Koester Janis et al.

Tissue turnover requires activation and lineage commitment of tissue-resident stem cells (SCs). These processes are impacted by ageing, but the mechanisms remain unclear. Here, we addressed the mechanisms of ageing in murine hair follicle SCs (HFSCs) and observed a widespread reduction in chromatin accessibility in aged HFSCs, particularly at key self-renewal and differentiation genes, characterized by bivalent promoters occupied by active and repressive chromatin marks. Consistent with this, aged HFSCs showed reduced ability to activate bivalent genes for efficient self-renewal and differentiation.
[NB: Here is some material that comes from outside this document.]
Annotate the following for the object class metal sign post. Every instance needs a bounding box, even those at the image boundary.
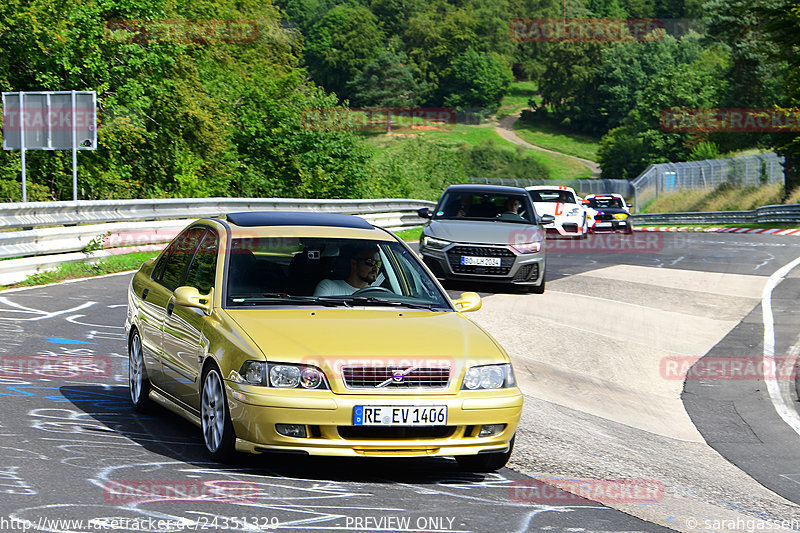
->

These defects were niche dependent as the transplantation of aged HFSCs into young recipients or synthetic niches restored SC functions. Mechanistically, the aged HFSC niche displayed widespread alterations in extracellular matrix composition and mechanics, resulting in mechanical stress and concomitant transcriptional repression to silence promoters. As a consequence, increasing basement membrane stiffness recapitulated age-related SC changes. These data identify niche mechanics as a central regulator of chromatin state, which, when altered, leads to age-dependent SC exhaustion.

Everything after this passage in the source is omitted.